Suppose that in the population of tea parties the Lady's ability is:

Brand A Can predict tea first with probability 0.7 and can predict milk first with probability 0.7.

Brand B Can predict tea first with probability 0.75 and can predict milk first with probability 0.75.

Brand C Can predict tea first with probability 0.5 and can predict milk first with probability 0.6.

So she does no better than chance with Brand C but can do better than chance with Brands A and B.

For the experiment I only provide Brands A and B for her to taste. All I want to know is her ability to predict correctly in the normal tea party situation.

My Questions

  1. Can I get an unbiased estimates of her prediction capabilities with this experiment?

  2. If the answer to (1) is no, is user697473's claim false or have I misinterpreted it?

Randomization is used to avoid bias that is produced by confounding variables. This is important when trying to draw inference from a sample to a population. In my example the Brands are confounders. The treatment is tasting the cups. In the population she would get Brand A, Brand B and Brand C each 1/3rd of the time. If I know this and I sample Brands with unequal probabilities I claim that I can get an unbiased estimate of her prediction capabilities by taking a specific weighted average of the estimates of the proportions if I use a stratified random sample with strata totals n$_1$, n$_2$ and n$_3$ all greater than 0. But I cannot if n$_3$ = 0. Furthermore, there is not other estimate I can calculate from a sample where allocation to Brand C equal 0 that will be an unbiased estimate.

Best Answer

You have not correctly interpreted user697473's claim. He is not talking about failing to include any data from brand C. He was talking about giving a particular vector of assignemnts $0$ probability. He was not saying that you can magically determine the value of some variable while never testing it. He wants to be able to use a balanced random subset, so that each point is included in the random subset with the right probability, but not a uniformly random one.

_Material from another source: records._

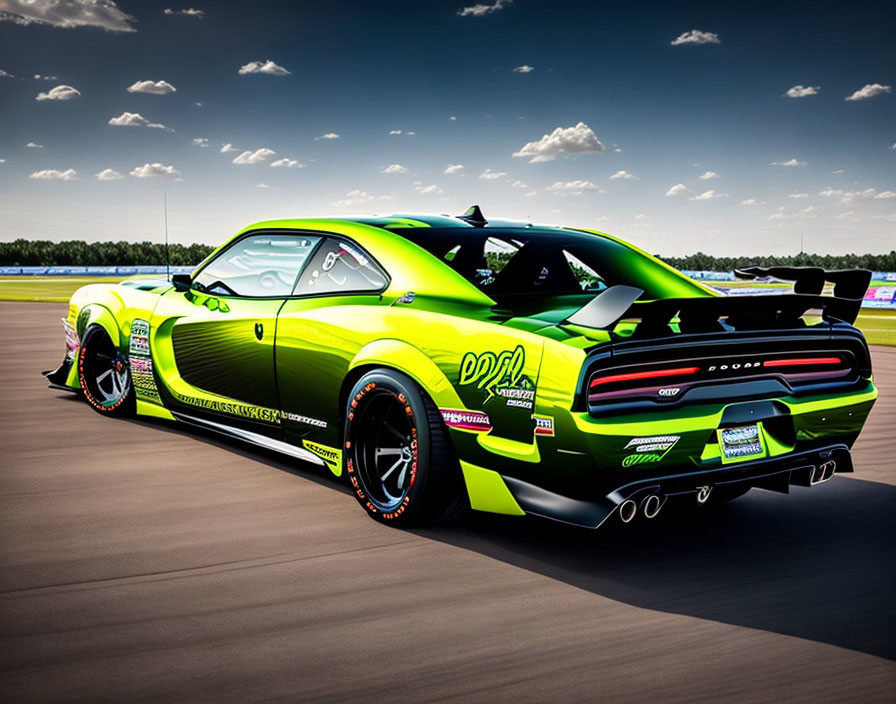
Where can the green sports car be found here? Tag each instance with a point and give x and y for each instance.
(440, 363)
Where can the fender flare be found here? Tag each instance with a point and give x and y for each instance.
(409, 360)
(98, 314)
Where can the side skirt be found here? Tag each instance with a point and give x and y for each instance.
(250, 437)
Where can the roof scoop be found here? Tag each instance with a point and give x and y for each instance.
(606, 308)
(474, 217)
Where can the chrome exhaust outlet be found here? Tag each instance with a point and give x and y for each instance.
(628, 509)
(651, 505)
(822, 472)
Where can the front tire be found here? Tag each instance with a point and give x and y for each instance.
(399, 459)
(104, 374)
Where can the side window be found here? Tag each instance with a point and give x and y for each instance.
(339, 266)
(257, 266)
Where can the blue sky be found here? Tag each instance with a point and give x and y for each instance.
(668, 126)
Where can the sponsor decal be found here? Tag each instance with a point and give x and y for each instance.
(296, 418)
(331, 456)
(649, 449)
(742, 442)
(466, 420)
(140, 361)
(500, 375)
(234, 408)
(488, 369)
(544, 425)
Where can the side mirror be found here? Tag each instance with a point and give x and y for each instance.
(181, 282)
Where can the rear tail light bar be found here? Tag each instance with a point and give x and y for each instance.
(670, 382)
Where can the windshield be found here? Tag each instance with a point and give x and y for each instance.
(544, 263)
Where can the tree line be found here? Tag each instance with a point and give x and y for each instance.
(24, 252)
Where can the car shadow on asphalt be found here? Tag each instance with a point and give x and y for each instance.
(818, 563)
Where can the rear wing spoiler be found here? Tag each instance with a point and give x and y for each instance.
(749, 312)
(848, 283)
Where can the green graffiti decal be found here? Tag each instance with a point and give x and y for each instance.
(488, 370)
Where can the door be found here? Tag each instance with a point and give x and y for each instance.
(218, 337)
(320, 329)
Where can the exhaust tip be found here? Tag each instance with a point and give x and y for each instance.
(651, 506)
(703, 493)
(628, 509)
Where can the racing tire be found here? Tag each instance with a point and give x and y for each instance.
(400, 463)
(104, 374)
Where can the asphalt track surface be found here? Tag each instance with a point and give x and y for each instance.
(143, 561)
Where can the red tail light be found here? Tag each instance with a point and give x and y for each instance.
(637, 376)
(802, 362)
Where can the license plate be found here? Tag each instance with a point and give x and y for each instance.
(740, 443)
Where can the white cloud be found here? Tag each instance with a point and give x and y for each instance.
(188, 11)
(154, 87)
(155, 170)
(791, 162)
(695, 36)
(55, 175)
(134, 119)
(802, 91)
(104, 14)
(572, 188)
(480, 9)
(358, 197)
(287, 163)
(850, 196)
(869, 91)
(59, 93)
(563, 140)
(677, 189)
(108, 175)
(268, 67)
(256, 157)
(709, 195)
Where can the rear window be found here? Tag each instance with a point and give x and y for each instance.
(534, 262)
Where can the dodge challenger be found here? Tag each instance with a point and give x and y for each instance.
(444, 363)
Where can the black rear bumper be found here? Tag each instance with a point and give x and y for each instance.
(776, 474)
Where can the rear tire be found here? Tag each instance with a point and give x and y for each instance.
(104, 374)
(400, 463)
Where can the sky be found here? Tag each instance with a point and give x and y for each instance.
(727, 128)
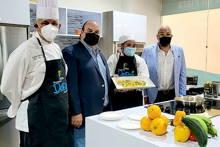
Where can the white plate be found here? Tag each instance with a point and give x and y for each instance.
(149, 83)
(130, 125)
(137, 116)
(111, 115)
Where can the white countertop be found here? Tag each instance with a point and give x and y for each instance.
(101, 133)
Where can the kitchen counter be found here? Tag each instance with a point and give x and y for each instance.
(101, 133)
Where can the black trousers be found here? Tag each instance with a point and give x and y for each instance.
(24, 139)
(165, 95)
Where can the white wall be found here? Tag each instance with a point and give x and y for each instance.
(151, 8)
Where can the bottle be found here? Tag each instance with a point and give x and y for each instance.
(208, 89)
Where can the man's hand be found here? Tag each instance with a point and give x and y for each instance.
(76, 120)
(146, 100)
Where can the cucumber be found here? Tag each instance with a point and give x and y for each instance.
(212, 131)
(197, 130)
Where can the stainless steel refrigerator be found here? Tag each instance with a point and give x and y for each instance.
(10, 38)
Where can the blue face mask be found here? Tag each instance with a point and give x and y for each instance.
(129, 51)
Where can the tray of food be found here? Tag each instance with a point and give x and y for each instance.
(190, 101)
(134, 82)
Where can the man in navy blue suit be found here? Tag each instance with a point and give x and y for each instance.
(88, 80)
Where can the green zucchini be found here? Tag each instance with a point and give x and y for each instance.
(197, 130)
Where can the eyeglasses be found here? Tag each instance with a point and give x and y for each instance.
(164, 34)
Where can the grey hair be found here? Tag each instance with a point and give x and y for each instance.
(164, 26)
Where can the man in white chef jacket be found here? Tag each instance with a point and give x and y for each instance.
(34, 81)
(127, 63)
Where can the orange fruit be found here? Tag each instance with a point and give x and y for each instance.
(164, 118)
(154, 111)
(145, 123)
(158, 126)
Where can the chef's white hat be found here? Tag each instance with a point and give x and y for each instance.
(47, 9)
(125, 38)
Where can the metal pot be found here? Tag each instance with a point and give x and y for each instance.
(216, 88)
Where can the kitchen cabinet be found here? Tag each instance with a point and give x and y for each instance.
(128, 23)
(14, 12)
(70, 19)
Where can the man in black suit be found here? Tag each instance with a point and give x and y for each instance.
(88, 80)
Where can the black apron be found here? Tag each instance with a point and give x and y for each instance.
(126, 66)
(48, 110)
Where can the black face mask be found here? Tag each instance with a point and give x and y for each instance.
(165, 41)
(91, 39)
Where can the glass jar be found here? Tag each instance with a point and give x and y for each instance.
(208, 86)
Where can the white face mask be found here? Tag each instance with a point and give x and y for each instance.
(49, 32)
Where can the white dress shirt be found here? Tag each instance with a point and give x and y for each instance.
(142, 68)
(165, 69)
(24, 74)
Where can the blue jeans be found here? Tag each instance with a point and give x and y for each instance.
(78, 137)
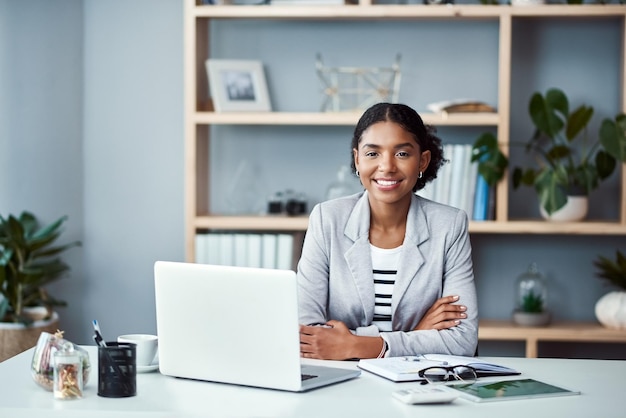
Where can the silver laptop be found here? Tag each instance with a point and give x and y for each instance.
(234, 325)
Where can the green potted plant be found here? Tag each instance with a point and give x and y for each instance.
(611, 308)
(492, 163)
(531, 299)
(569, 161)
(28, 263)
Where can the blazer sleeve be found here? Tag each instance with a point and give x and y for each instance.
(312, 273)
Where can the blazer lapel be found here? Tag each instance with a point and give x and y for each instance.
(411, 258)
(358, 255)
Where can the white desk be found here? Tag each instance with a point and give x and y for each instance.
(602, 383)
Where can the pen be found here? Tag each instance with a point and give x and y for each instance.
(97, 334)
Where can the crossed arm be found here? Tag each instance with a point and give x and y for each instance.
(336, 342)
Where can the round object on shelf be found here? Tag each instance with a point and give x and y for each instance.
(574, 210)
(611, 310)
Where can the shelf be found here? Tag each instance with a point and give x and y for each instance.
(300, 223)
(360, 12)
(559, 331)
(334, 118)
(253, 223)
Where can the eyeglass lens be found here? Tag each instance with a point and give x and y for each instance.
(442, 374)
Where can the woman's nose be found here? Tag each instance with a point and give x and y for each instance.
(386, 163)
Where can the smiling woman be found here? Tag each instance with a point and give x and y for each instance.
(389, 272)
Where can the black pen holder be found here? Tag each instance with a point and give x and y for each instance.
(117, 370)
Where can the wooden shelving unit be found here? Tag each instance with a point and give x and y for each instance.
(587, 332)
(198, 119)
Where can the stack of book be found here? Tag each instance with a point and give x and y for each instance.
(458, 184)
(246, 249)
(308, 2)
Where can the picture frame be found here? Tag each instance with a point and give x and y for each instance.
(238, 85)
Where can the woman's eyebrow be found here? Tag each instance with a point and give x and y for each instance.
(403, 145)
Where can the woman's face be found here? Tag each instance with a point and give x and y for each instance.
(389, 161)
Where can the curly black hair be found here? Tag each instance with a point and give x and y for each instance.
(410, 121)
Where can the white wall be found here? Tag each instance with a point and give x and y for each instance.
(41, 117)
(133, 157)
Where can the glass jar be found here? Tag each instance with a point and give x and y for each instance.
(68, 371)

For example, if the set is $\lbrace x_1,x_2,x_3,x_4 \rbrace$, then the following random subsets of uniform size $2$ all have the property that the probability that $x_i$ is included is $1/2$:

$S_1 = 1/6\lbrace x_1,x_2\rbrace + 1/6\lbrace x_1,x_3\rbrace + 1/6\lbrace x_1,x_4\rbrace + 1/6\lbrace x_2,x_3\rbrace + 1/6\lbrace x_2,x_4\rbrace + 1/6\lbrace x_3,x_4\rbrace $

$S_2 = 1/4\lbrace x_1,x_3\rbrace + 1/4\lbrace x_1,x_4\rbrace + 1/4\lbrace x_2,x_3\rbrace + 1/4\lbrace x_2,x_4\rbrace $

$S_3 = 1/2\lbrace x_1,x_2\rbrace + 1/2\lbrace x_3,x_4\rbrace $

These are all balanced in the sense that if you compute the average value of some function $f$ over the random set, the expected value is $1/4(f(x_1) + f(x_2) + f(x_3)+f(x_4))$. In the third random subset, the probability of the subset $\lbrace x_1,x_3 \rbrace$ is $0$.

That said, the point of the experiment should not be to produce an unbiased estimate. That is just one consideration. Another goal is to provide useful information. If you know that you may want to estimate $f$ on a subset $T$ (say $\lbrace x_1,x_2 \rbrace$) and its complement and to subtract the two, the quality of your estimate depends on $\#(T \cap S)$ and $\#(T^c \cap S)$. Then not all balanced subsets have the same quality. For that task, $S_3$ is worse than random assignment ($S_1$), while $S_2$ is better than random assignment.